B&W was originated in the British attack on the Dutch in the Battle of Solebay in 1672. One of the officers involved was the writer Matthew Wren, son of the Matthew Wren who was Bishop of Ely. In his will (written just before the attack), Wren left 15 acres of Low Marsh to the poor of the village. By 1837, the Charities Commissioners also acknowledged that John Brigstock had left land to the poor in 1667, although Brigstock never owned the land. He had merely controlled the land for an older charity (whose name is now lost), and his name was on the deeds.

==Seven listed buildings==
The village has seven listed buildings in its "historic centre" (around Church Lane and Kirkgate). Two of these are the Church and Tower. Also included are the "Old School", a Victorian primary school building and school master's house on Church Lane, which has fallen into disrepair. The Old Tithe house (also on Church Lane) is a Grade I listed building, that was part of the parish properties (and used as a parish hall). For centuries it was not used, but was bought by a local member of SPAB, and restored. The other notable building is the Grade I listed Elizabethan manor house (Tydd Manor).

On Hockland Road is Paget Hall, a Grade II listed building and former rectory. It was designed by Sir George Gilbert Scott for his brother Rev'd Canon John Scott, then Rector of the parish. It was built in 1868, about the time the church was renovated.
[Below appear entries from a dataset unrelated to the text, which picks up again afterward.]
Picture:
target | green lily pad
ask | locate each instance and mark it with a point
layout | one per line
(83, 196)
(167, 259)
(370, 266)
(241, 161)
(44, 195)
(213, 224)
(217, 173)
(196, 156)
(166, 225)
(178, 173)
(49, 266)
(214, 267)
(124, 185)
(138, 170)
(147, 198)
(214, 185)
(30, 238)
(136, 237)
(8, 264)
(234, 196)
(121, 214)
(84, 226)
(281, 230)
The Wisbech Chronicle (8 August 1868) described it: "A new Rectory house now occupies the site of the mean and dilapidated tenement which formerly stood upon it; and when we say that it was designed by Mr Gilbert Scott, it will be inferred that it is an ornament to the place, as well as a convenient and commodious abode for the Incumbent. Standing upon elevated ground, among clumps and avenues of trees in which it is encircled, it presents a picturesque and striking appearance, and gives an air of life and importance to its surroundings".

==Education==
The village has a school - Kinderley County Primary School. It was opened in 1987 following the merger of Colvile school in Newton-in-the-Isle and Tydd St Giles School, in 1990 it had 84 children on the school roll, with a capacity of 90.

==Medieval guilds==
The village had three religious guilds: the Guild of our Lady (1350), the Guild of the Holy Cross (1385) and the Guild of St Giles (1386).

===Our Lady===
The Guild of Our Lady had a membership restricted to twelve brethren. It was founded by William Everswell, chaplain and Nicholas Clerk. The foundation of the guild also established a chaplaincy. By 1535 the value of the guild was valued at £4 13s 1d. The guild provided candles and torches for the icon of Our Lady in the church.

===Holy Cross===
The Guild of the Holy Cross had a chapel at Sea Gate, near the outfall of the North Level Main Drain (Then the Shire Drain).

===St Giles===
The Guild of St Giles, provided candles for the mass in the church. The membership was paid in bushels of barley. The members were also required to attend Vespers on the eve of St Giles and mass on the feast day itself (1 September). The guild was also involved in charitable acts in the parish, being required to donate 1s 8d worth of bread to the poor after St Giles' mass.

==Brewery==
The village is home to a microbrewery, Tydd Steam, founded in 2007. The plant can produce 2500 litres per brew. It is in a renovated and converted barn, formerly used as a garage for two of the farm's steam ploughs, now kept in the Museum of Lincolnshire Life in Lincoln.

In 2018 Tydd Steam won a Campaign for Real Ale silver award for one of its beers.